Key Configuration Options

OptionPurpose
targetJS version to compile to (e.g., ES2020, ESNext).
moduleModule system (CommonJS for Node.js, ESNext for browsers).
outDirWhere to output compiled JS (e.g., ./dist).
rootDirRoot folder for source TS files (e.g., ./src).
strictEnables all strict type-checking (always set to true).
esModuleInteropAllows import of CommonJS modules (e.g., import fs from 'fs').
moduleResolutionHow modules are resolved (Node for Node.js, Bundler for Vite/Rollup).

Strict Mode: Why It Matters

Strict mode enables rules like:

  • noImplicitAny: Disallows untyped variables (avoids any pitfalls).
  • strictNullChecks: Requires explicit handling of null/undefined.
  • strictFunctionTypes: Ensures function parameters are type-safe.

Never disable strict mode unless migrating a legacy JS project!

7. Advanced: Scaffolding Monorepos with Turborepo

For large projects (e.g., frontend + backend + shared libs), use a monorepo tool like Turborepo to manage multiple packages efficiently.

What is a Monorepo?

A monorepo houses multiple projects (apps/packages) in a single repo, enabling shared code, unified tooling, and coordinated versioning.

Scaffold with Turborepo

npx create-turbo@latest

Follow the prompts to create a monorepo with:

  • A packages/ folder for shared code (e.g., eslint-config, ui).
  • An apps/ folder for apps (e.g., web (Vite frontend), api (Node.js backend)).

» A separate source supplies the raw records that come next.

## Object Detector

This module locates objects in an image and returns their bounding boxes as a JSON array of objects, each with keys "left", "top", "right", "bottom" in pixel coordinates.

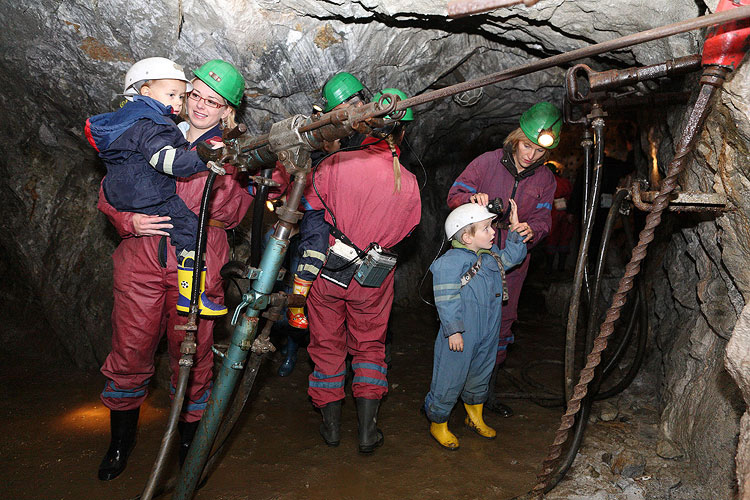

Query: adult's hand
[
  {"left": 469, "top": 193, "right": 490, "bottom": 207},
  {"left": 133, "top": 214, "right": 174, "bottom": 236},
  {"left": 516, "top": 222, "right": 534, "bottom": 243}
]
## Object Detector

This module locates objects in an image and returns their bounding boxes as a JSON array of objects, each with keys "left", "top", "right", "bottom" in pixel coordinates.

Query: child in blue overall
[
  {"left": 86, "top": 57, "right": 227, "bottom": 317},
  {"left": 424, "top": 199, "right": 526, "bottom": 450}
]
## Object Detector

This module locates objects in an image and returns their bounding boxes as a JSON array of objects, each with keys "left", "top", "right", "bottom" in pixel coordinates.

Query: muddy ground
[{"left": 0, "top": 264, "right": 709, "bottom": 500}]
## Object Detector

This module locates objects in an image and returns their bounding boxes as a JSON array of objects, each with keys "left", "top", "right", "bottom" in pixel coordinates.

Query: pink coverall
[
  {"left": 448, "top": 149, "right": 555, "bottom": 363},
  {"left": 97, "top": 127, "right": 252, "bottom": 422},
  {"left": 305, "top": 138, "right": 421, "bottom": 407}
]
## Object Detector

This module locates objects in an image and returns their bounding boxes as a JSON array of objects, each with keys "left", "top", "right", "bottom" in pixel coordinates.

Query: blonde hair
[
  {"left": 385, "top": 133, "right": 403, "bottom": 193},
  {"left": 503, "top": 127, "right": 549, "bottom": 163}
]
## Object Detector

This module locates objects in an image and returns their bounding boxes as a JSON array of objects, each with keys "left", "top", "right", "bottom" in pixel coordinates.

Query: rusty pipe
[
  {"left": 228, "top": 6, "right": 750, "bottom": 172},
  {"left": 587, "top": 54, "right": 701, "bottom": 92},
  {"left": 396, "top": 6, "right": 750, "bottom": 111}
]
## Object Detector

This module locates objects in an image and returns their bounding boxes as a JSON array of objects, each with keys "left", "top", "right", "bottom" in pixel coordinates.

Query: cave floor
[{"left": 0, "top": 268, "right": 712, "bottom": 500}]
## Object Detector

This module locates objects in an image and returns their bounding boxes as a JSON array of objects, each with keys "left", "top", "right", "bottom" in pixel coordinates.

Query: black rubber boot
[
  {"left": 99, "top": 408, "right": 140, "bottom": 481},
  {"left": 177, "top": 420, "right": 200, "bottom": 468},
  {"left": 320, "top": 399, "right": 342, "bottom": 446},
  {"left": 355, "top": 398, "right": 384, "bottom": 453},
  {"left": 484, "top": 364, "right": 513, "bottom": 418}
]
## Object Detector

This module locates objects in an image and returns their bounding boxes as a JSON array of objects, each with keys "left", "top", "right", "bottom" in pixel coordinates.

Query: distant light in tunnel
[
  {"left": 648, "top": 127, "right": 661, "bottom": 190},
  {"left": 53, "top": 401, "right": 165, "bottom": 434}
]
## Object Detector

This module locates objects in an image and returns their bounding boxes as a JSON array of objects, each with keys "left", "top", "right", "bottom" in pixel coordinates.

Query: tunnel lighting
[{"left": 648, "top": 127, "right": 661, "bottom": 190}]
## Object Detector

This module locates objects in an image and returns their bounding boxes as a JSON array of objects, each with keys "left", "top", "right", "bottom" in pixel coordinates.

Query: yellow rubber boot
[
  {"left": 464, "top": 403, "right": 497, "bottom": 439},
  {"left": 177, "top": 259, "right": 227, "bottom": 318},
  {"left": 286, "top": 274, "right": 312, "bottom": 330},
  {"left": 430, "top": 422, "right": 458, "bottom": 451}
]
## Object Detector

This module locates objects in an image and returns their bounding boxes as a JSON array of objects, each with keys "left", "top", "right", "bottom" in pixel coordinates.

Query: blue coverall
[{"left": 424, "top": 231, "right": 526, "bottom": 423}]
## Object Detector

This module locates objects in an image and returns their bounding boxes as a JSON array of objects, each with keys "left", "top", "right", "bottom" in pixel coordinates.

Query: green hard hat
[
  {"left": 193, "top": 59, "right": 245, "bottom": 106},
  {"left": 372, "top": 89, "right": 414, "bottom": 122},
  {"left": 520, "top": 102, "right": 562, "bottom": 149},
  {"left": 323, "top": 71, "right": 364, "bottom": 113}
]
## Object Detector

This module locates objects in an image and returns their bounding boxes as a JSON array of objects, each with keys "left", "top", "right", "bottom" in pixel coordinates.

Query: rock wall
[{"left": 649, "top": 58, "right": 750, "bottom": 498}]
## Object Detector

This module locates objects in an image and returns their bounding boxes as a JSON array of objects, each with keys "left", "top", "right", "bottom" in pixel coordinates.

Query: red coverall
[
  {"left": 305, "top": 138, "right": 422, "bottom": 407},
  {"left": 448, "top": 148, "right": 555, "bottom": 363},
  {"left": 98, "top": 127, "right": 252, "bottom": 422}
]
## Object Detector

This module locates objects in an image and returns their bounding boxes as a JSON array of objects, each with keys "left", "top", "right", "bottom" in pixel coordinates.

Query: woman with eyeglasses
[
  {"left": 448, "top": 102, "right": 562, "bottom": 417},
  {"left": 98, "top": 59, "right": 252, "bottom": 481}
]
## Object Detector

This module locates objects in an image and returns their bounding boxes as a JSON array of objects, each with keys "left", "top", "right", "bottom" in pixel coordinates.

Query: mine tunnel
[{"left": 0, "top": 0, "right": 750, "bottom": 500}]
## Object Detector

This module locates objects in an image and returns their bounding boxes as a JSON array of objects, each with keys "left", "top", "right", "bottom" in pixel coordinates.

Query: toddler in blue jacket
[
  {"left": 424, "top": 199, "right": 526, "bottom": 450},
  {"left": 85, "top": 57, "right": 227, "bottom": 317}
]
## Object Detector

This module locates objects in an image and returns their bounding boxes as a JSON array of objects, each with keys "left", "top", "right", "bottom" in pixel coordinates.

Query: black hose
[
  {"left": 565, "top": 118, "right": 604, "bottom": 399},
  {"left": 596, "top": 216, "right": 648, "bottom": 399},
  {"left": 141, "top": 171, "right": 216, "bottom": 500}
]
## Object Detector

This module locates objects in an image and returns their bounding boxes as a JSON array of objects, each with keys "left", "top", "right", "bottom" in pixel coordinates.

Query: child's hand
[{"left": 448, "top": 333, "right": 464, "bottom": 352}]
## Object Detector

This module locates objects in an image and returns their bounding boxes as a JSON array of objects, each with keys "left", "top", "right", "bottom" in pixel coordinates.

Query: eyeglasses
[{"left": 187, "top": 92, "right": 226, "bottom": 109}]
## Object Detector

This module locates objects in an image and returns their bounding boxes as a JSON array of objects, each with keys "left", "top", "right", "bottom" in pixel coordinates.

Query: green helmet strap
[
  {"left": 193, "top": 59, "right": 245, "bottom": 107},
  {"left": 519, "top": 102, "right": 562, "bottom": 149},
  {"left": 372, "top": 88, "right": 414, "bottom": 122},
  {"left": 323, "top": 72, "right": 364, "bottom": 113}
]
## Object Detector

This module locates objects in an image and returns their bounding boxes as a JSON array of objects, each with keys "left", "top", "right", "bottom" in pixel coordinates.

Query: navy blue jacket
[{"left": 86, "top": 95, "right": 207, "bottom": 213}]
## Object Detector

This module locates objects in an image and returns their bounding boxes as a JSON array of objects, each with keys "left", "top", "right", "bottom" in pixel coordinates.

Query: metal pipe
[
  {"left": 587, "top": 54, "right": 701, "bottom": 92},
  {"left": 532, "top": 65, "right": 742, "bottom": 496},
  {"left": 172, "top": 171, "right": 306, "bottom": 500},
  {"left": 232, "top": 6, "right": 750, "bottom": 168},
  {"left": 250, "top": 168, "right": 273, "bottom": 267},
  {"left": 394, "top": 6, "right": 750, "bottom": 116}
]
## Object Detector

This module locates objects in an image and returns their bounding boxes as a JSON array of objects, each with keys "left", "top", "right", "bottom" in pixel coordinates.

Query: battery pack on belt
[
  {"left": 320, "top": 239, "right": 362, "bottom": 288},
  {"left": 354, "top": 243, "right": 397, "bottom": 288}
]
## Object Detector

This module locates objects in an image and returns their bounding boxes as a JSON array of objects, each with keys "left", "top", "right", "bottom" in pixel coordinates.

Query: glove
[{"left": 195, "top": 141, "right": 224, "bottom": 163}]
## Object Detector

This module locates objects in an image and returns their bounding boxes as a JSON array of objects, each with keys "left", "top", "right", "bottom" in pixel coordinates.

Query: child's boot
[
  {"left": 430, "top": 422, "right": 458, "bottom": 451},
  {"left": 286, "top": 274, "right": 312, "bottom": 330},
  {"left": 177, "top": 252, "right": 227, "bottom": 317},
  {"left": 464, "top": 403, "right": 497, "bottom": 439}
]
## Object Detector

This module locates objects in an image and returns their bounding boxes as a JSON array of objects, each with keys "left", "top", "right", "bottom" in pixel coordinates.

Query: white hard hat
[
  {"left": 123, "top": 57, "right": 193, "bottom": 96},
  {"left": 445, "top": 203, "right": 497, "bottom": 239}
]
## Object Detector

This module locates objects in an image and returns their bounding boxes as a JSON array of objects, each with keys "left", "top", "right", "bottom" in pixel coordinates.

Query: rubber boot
[
  {"left": 355, "top": 398, "right": 385, "bottom": 453},
  {"left": 99, "top": 408, "right": 140, "bottom": 481},
  {"left": 320, "top": 399, "right": 342, "bottom": 446},
  {"left": 177, "top": 257, "right": 227, "bottom": 318},
  {"left": 430, "top": 422, "right": 459, "bottom": 451},
  {"left": 464, "top": 403, "right": 497, "bottom": 439},
  {"left": 278, "top": 335, "right": 299, "bottom": 377},
  {"left": 484, "top": 364, "right": 513, "bottom": 418},
  {"left": 177, "top": 420, "right": 201, "bottom": 468},
  {"left": 286, "top": 274, "right": 312, "bottom": 330}
]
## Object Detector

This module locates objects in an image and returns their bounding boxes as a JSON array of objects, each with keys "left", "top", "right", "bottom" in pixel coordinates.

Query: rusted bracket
[{"left": 630, "top": 181, "right": 729, "bottom": 212}]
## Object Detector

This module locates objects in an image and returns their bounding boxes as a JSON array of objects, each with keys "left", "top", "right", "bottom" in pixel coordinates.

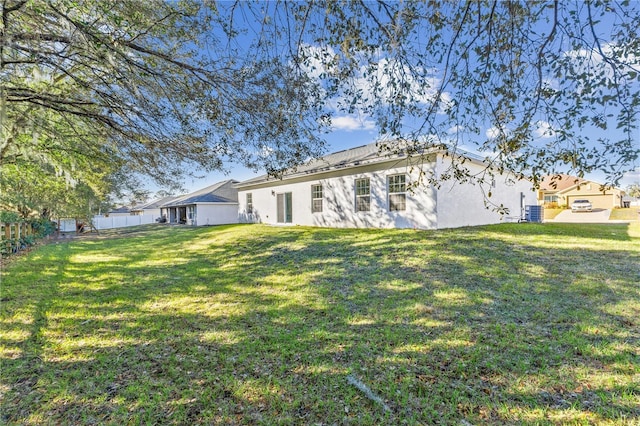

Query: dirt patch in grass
[{"left": 0, "top": 224, "right": 640, "bottom": 424}]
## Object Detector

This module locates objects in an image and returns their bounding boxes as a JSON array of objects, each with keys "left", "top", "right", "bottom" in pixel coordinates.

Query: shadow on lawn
[{"left": 2, "top": 225, "right": 640, "bottom": 423}]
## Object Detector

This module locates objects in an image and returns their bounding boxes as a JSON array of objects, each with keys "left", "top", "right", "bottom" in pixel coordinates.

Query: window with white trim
[
  {"left": 387, "top": 175, "right": 407, "bottom": 211},
  {"left": 311, "top": 185, "right": 322, "bottom": 213},
  {"left": 247, "top": 193, "right": 253, "bottom": 214},
  {"left": 355, "top": 178, "right": 371, "bottom": 212}
]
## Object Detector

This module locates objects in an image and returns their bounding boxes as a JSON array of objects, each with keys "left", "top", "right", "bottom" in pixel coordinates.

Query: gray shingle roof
[
  {"left": 131, "top": 196, "right": 178, "bottom": 211},
  {"left": 162, "top": 179, "right": 238, "bottom": 207},
  {"left": 237, "top": 142, "right": 398, "bottom": 187}
]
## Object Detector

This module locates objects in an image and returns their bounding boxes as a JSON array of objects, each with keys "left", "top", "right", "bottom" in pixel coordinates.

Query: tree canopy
[{"left": 0, "top": 0, "right": 640, "bottom": 215}]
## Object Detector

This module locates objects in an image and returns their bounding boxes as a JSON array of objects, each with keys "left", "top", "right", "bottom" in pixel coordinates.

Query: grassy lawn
[
  {"left": 609, "top": 207, "right": 640, "bottom": 220},
  {"left": 544, "top": 207, "right": 565, "bottom": 220},
  {"left": 0, "top": 223, "right": 640, "bottom": 425}
]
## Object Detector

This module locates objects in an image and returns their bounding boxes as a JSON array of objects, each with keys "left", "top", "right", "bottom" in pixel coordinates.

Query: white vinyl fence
[{"left": 93, "top": 214, "right": 157, "bottom": 229}]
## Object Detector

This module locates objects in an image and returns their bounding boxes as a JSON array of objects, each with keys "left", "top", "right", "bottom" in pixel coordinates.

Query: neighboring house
[
  {"left": 538, "top": 174, "right": 624, "bottom": 209},
  {"left": 237, "top": 143, "right": 536, "bottom": 229},
  {"left": 131, "top": 197, "right": 178, "bottom": 217},
  {"left": 160, "top": 180, "right": 238, "bottom": 226},
  {"left": 106, "top": 206, "right": 132, "bottom": 217}
]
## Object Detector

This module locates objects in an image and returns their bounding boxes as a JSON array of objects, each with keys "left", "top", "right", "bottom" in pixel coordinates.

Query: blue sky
[{"left": 156, "top": 3, "right": 640, "bottom": 196}]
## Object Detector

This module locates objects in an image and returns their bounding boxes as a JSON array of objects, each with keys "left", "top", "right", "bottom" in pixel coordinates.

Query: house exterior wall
[
  {"left": 238, "top": 157, "right": 536, "bottom": 229},
  {"left": 437, "top": 157, "right": 538, "bottom": 229},
  {"left": 194, "top": 203, "right": 238, "bottom": 226},
  {"left": 538, "top": 181, "right": 623, "bottom": 209},
  {"left": 562, "top": 183, "right": 622, "bottom": 209},
  {"left": 238, "top": 160, "right": 436, "bottom": 229}
]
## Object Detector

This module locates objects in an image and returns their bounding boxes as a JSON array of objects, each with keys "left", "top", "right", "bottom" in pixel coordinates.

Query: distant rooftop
[{"left": 162, "top": 179, "right": 238, "bottom": 207}]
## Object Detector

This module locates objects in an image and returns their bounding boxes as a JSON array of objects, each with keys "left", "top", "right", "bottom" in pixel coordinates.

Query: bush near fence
[{"left": 0, "top": 219, "right": 55, "bottom": 257}]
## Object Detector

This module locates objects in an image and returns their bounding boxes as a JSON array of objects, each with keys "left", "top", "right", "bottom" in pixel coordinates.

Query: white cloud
[
  {"left": 331, "top": 115, "right": 376, "bottom": 132},
  {"left": 484, "top": 126, "right": 500, "bottom": 139},
  {"left": 533, "top": 120, "right": 556, "bottom": 139}
]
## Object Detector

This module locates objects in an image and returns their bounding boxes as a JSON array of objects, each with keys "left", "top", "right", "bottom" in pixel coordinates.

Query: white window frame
[
  {"left": 387, "top": 174, "right": 407, "bottom": 212},
  {"left": 245, "top": 192, "right": 253, "bottom": 214},
  {"left": 311, "top": 183, "right": 324, "bottom": 213},
  {"left": 354, "top": 178, "right": 371, "bottom": 212}
]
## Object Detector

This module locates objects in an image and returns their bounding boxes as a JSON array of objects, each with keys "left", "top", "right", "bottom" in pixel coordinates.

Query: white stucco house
[
  {"left": 160, "top": 179, "right": 238, "bottom": 226},
  {"left": 236, "top": 143, "right": 537, "bottom": 229},
  {"left": 130, "top": 197, "right": 177, "bottom": 217}
]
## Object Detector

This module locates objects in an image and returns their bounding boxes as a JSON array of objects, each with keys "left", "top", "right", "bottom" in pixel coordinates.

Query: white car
[{"left": 571, "top": 200, "right": 593, "bottom": 213}]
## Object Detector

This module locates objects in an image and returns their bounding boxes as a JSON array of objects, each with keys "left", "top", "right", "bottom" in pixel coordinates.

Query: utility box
[{"left": 524, "top": 206, "right": 544, "bottom": 223}]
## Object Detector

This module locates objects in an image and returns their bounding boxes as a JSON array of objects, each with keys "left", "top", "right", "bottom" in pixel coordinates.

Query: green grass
[
  {"left": 0, "top": 223, "right": 640, "bottom": 425},
  {"left": 609, "top": 207, "right": 640, "bottom": 220},
  {"left": 544, "top": 207, "right": 566, "bottom": 220}
]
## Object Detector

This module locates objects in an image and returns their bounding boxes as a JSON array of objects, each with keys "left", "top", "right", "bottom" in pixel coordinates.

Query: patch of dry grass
[{"left": 0, "top": 224, "right": 640, "bottom": 424}]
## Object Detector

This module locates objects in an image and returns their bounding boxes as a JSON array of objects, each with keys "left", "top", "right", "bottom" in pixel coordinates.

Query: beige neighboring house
[{"left": 538, "top": 174, "right": 624, "bottom": 209}]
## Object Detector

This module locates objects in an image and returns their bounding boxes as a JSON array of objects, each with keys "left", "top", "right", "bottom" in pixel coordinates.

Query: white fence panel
[{"left": 93, "top": 214, "right": 156, "bottom": 229}]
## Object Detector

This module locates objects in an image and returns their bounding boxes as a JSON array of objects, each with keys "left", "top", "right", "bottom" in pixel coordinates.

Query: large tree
[
  {"left": 0, "top": 0, "right": 322, "bottom": 188},
  {"left": 249, "top": 0, "right": 640, "bottom": 188},
  {"left": 0, "top": 0, "right": 640, "bottom": 205}
]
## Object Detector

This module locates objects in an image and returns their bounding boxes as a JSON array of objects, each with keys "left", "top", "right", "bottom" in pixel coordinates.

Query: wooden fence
[{"left": 0, "top": 223, "right": 34, "bottom": 255}]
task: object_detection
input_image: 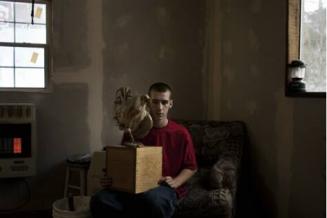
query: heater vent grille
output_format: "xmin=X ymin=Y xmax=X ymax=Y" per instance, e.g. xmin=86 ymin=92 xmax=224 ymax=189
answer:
xmin=0 ymin=103 xmax=34 ymax=122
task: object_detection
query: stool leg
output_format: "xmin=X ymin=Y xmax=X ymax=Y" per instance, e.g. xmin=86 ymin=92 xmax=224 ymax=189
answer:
xmin=64 ymin=167 xmax=70 ymax=198
xmin=80 ymin=169 xmax=85 ymax=195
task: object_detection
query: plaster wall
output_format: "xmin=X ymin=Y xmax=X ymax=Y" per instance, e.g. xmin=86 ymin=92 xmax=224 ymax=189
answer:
xmin=0 ymin=0 xmax=205 ymax=210
xmin=208 ymin=0 xmax=326 ymax=218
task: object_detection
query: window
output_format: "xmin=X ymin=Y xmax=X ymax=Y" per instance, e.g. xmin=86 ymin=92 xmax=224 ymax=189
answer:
xmin=286 ymin=0 xmax=326 ymax=96
xmin=0 ymin=0 xmax=49 ymax=90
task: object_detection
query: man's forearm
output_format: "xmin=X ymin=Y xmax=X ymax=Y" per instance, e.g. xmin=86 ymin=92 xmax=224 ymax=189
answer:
xmin=174 ymin=169 xmax=196 ymax=187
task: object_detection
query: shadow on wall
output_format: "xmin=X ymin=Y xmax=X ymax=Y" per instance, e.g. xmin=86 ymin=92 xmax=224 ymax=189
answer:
xmin=52 ymin=0 xmax=90 ymax=70
xmin=36 ymin=83 xmax=90 ymax=171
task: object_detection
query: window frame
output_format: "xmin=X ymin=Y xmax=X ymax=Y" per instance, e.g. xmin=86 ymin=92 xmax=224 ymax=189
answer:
xmin=285 ymin=0 xmax=326 ymax=98
xmin=0 ymin=0 xmax=52 ymax=92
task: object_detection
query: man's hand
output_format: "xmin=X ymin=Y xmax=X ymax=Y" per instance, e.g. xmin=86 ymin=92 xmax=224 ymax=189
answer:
xmin=158 ymin=176 xmax=179 ymax=188
xmin=158 ymin=169 xmax=196 ymax=188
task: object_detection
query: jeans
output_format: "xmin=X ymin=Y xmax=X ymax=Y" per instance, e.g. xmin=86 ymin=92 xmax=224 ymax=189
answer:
xmin=90 ymin=186 xmax=177 ymax=218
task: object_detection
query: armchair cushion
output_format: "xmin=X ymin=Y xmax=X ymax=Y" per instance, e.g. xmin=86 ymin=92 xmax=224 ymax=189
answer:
xmin=174 ymin=120 xmax=246 ymax=218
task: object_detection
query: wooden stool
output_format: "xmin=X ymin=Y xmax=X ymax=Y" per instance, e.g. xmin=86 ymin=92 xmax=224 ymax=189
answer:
xmin=64 ymin=156 xmax=90 ymax=197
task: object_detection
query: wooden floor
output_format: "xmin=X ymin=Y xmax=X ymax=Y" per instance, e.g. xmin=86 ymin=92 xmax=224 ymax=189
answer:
xmin=0 ymin=210 xmax=52 ymax=218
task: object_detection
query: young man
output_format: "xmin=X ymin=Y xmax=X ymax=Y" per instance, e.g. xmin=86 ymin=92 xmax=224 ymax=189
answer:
xmin=91 ymin=83 xmax=197 ymax=218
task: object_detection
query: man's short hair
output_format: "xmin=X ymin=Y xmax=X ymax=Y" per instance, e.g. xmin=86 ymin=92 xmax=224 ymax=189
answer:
xmin=148 ymin=82 xmax=173 ymax=97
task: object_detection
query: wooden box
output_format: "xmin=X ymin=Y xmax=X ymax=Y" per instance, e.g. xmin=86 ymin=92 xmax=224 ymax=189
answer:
xmin=106 ymin=145 xmax=162 ymax=193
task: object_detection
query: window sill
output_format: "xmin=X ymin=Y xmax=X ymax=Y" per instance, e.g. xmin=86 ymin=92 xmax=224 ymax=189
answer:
xmin=285 ymin=90 xmax=326 ymax=98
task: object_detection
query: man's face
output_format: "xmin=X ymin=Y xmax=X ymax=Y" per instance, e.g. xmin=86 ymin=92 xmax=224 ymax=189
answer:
xmin=150 ymin=91 xmax=173 ymax=122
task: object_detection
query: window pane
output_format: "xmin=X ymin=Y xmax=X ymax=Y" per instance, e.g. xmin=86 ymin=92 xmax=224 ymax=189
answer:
xmin=15 ymin=2 xmax=46 ymax=24
xmin=0 ymin=21 xmax=14 ymax=42
xmin=0 ymin=46 xmax=14 ymax=67
xmin=16 ymin=24 xmax=46 ymax=44
xmin=15 ymin=68 xmax=44 ymax=88
xmin=0 ymin=67 xmax=14 ymax=88
xmin=300 ymin=0 xmax=326 ymax=92
xmin=0 ymin=1 xmax=14 ymax=22
xmin=15 ymin=47 xmax=44 ymax=67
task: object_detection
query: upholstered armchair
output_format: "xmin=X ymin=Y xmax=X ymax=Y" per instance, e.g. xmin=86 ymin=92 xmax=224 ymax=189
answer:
xmin=174 ymin=120 xmax=246 ymax=218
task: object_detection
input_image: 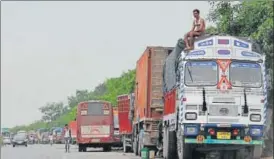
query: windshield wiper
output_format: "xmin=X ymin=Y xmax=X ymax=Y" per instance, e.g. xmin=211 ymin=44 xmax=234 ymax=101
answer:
xmin=186 ymin=66 xmax=193 ymax=83
xmin=244 ymin=89 xmax=248 ymax=114
xmin=202 ymin=88 xmax=207 ymax=112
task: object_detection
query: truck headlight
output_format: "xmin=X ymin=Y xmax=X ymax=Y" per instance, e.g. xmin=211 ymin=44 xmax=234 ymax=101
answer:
xmin=250 ymin=114 xmax=261 ymax=122
xmin=185 ymin=127 xmax=197 ymax=135
xmin=81 ymin=110 xmax=88 ymax=115
xmin=250 ymin=128 xmax=261 ymax=136
xmin=185 ymin=112 xmax=197 ymax=120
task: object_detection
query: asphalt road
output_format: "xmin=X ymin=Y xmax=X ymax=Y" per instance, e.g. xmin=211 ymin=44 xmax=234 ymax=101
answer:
xmin=1 ymin=144 xmax=140 ymax=159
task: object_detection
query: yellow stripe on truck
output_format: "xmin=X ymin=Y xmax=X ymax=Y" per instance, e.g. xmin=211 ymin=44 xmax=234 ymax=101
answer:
xmin=81 ymin=125 xmax=110 ymax=138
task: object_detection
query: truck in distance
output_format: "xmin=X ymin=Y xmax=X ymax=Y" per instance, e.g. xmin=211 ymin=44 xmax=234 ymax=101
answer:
xmin=69 ymin=120 xmax=77 ymax=144
xmin=76 ymin=100 xmax=114 ymax=152
xmin=117 ymin=93 xmax=134 ymax=153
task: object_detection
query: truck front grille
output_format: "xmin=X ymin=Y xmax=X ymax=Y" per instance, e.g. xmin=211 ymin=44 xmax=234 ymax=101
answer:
xmin=208 ymin=105 xmax=238 ymax=117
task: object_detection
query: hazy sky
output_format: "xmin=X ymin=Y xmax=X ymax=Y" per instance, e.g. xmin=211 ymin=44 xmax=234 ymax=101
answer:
xmin=1 ymin=2 xmax=212 ymax=127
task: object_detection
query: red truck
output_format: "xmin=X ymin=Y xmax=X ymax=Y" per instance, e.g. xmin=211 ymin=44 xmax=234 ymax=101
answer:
xmin=69 ymin=121 xmax=77 ymax=144
xmin=76 ymin=100 xmax=114 ymax=152
xmin=113 ymin=107 xmax=122 ymax=147
xmin=117 ymin=93 xmax=134 ymax=153
xmin=118 ymin=46 xmax=173 ymax=156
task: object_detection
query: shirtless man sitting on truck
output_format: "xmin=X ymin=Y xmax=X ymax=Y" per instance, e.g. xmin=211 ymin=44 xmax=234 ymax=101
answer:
xmin=184 ymin=9 xmax=205 ymax=50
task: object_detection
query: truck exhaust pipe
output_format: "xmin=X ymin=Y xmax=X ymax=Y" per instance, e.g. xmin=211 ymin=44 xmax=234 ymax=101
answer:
xmin=202 ymin=88 xmax=207 ymax=112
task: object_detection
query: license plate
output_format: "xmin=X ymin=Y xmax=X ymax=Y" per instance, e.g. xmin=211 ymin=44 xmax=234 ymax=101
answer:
xmin=91 ymin=139 xmax=100 ymax=142
xmin=217 ymin=132 xmax=231 ymax=140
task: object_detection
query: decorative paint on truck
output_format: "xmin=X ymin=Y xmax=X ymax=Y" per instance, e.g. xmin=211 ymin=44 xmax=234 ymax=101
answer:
xmin=76 ymin=100 xmax=114 ymax=152
xmin=162 ymin=36 xmax=267 ymax=159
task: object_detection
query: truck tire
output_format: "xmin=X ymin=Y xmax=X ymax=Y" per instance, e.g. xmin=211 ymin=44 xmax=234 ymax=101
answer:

Run Commands Across Projects

Turborepo runs commands in parallel and caches results for speed:

# Build all apps/packages
npm run build

# Run tests for all projects
npm run test

# Start dev servers for web and api
npm run dev

8. Conclusion

Scaffolding TypeScript projects has never been easier with modern tools like Vite, ts-node, and Turborepo. To recap:

  • For frontend apps: Use Vite for fast HMR and optimized builds.
  • For Node.js backends: Use ts-node + nodemon for live reloading.
  • For large projects: Use Turborepo to manage monorepos efficiently.
  • Always enable strict: true in tsconfig.json for type safety.
  • Integrate ESLint, Prettier, and Vitest/Jest for code quality and testing.